Frictional unemployment is termed to articulate the friction of transitions between jobs and lastly and seasonal unemployment typically experienced by farmers and other blue collar labourers describes those not employed all year round. In traditional economics, frictional and some cases of seasonal unemployment are not considered true unemployment categories as these individuals are expected to ultimately find jobs. Yet, the precarious nature of the current labour market means that frictionally/seasonally unemployed individuals can easily slip into long term unemployment cycles, particularly because for white collar workers unemployment can be as economic as it is psychological. It is for this reason that I strongly advocate for young Nigerians to rapidly shift to another form of unemployment I call functional- nicknamed “funemployment”.
Functional employment is an economic term I coined that perhaps modern economists like Bassier “Decolonizing the teaching of economics” (Africa is a country 2016) would consider endorsing in order to broaden our understanding of the distinctions between developed and emerging labor markets. Functional employment is basically premised on two concepts. First, functionally unemployed (funemployed) individuals work informally and periodically on multiple endeavors to ensure revenue, leveraging their existing resources, networks and even stealth to do so. Secondly, because their work is typically agile and market responsive, in most cases these funemployed individuals create their own job opportunities, which can trickle down to others in their network e.g., a side hustle driving for Uber or managing a fleet of drivers.
This type of unemployment can be complex and demanding of significant manpower, strategic planning and time. The funemployed are not simply informal employees and while they can be, they are not always entrepreneurs. They are more like market gap fillers who exploit any opportunity to generate revenue and are actively looking for any means to increase their revenue streams, improve their education and capability levels, and will apply to formal employment opportunities as needed.

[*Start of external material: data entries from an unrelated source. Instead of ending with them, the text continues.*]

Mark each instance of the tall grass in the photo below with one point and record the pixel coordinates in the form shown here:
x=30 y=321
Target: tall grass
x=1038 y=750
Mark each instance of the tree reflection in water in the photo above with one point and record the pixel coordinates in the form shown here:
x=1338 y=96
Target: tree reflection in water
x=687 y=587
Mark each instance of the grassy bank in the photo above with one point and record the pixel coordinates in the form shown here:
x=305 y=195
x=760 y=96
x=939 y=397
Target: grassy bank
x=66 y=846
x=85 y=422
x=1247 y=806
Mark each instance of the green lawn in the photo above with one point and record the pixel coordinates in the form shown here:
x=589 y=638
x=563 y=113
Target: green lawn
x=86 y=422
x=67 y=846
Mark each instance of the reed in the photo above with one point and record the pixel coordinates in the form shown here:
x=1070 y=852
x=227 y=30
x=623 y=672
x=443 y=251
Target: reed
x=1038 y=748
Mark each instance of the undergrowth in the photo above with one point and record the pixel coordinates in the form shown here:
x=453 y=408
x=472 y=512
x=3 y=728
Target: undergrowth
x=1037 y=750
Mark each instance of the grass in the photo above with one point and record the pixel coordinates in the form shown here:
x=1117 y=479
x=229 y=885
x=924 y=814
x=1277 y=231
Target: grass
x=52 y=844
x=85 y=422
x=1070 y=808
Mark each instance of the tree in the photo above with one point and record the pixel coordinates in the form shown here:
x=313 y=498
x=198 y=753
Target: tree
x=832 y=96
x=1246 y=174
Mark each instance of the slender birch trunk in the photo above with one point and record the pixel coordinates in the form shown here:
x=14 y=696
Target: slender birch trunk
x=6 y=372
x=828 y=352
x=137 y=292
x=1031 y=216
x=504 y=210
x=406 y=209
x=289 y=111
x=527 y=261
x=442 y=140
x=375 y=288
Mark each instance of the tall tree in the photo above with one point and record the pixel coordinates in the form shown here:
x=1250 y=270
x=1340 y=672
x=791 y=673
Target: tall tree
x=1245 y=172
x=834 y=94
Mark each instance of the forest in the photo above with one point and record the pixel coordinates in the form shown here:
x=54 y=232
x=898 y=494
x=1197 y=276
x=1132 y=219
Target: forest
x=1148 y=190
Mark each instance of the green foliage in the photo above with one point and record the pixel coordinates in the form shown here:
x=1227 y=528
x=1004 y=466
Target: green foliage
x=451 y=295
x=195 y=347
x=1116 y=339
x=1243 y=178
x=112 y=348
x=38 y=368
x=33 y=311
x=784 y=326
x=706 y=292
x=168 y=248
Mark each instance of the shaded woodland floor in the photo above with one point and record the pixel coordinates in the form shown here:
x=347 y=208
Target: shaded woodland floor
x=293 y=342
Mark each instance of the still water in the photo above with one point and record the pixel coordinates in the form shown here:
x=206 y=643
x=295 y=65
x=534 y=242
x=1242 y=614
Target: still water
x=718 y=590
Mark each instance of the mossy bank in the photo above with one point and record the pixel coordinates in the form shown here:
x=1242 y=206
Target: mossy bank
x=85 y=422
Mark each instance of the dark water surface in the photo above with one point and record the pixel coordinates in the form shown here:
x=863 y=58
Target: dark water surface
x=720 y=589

At a micro level, there are few things more powerful than funemployment to gradually transform high talent and low opportunity African economies. It is rightfully named the most fun of employments. When combined with the correct network and emphasis, funemployment can become a lifestyle that supports the careers of young people in emerging markets, who refuse to wait for the government or corporates to change their circumstances.
As one such young person, who has been privileged to have significant treasure, time and talent invested in my academic and professional career, I could not be more proud to be funemployed and to take you on a journey to not simply finding, but also creating, the right next opportunity for you.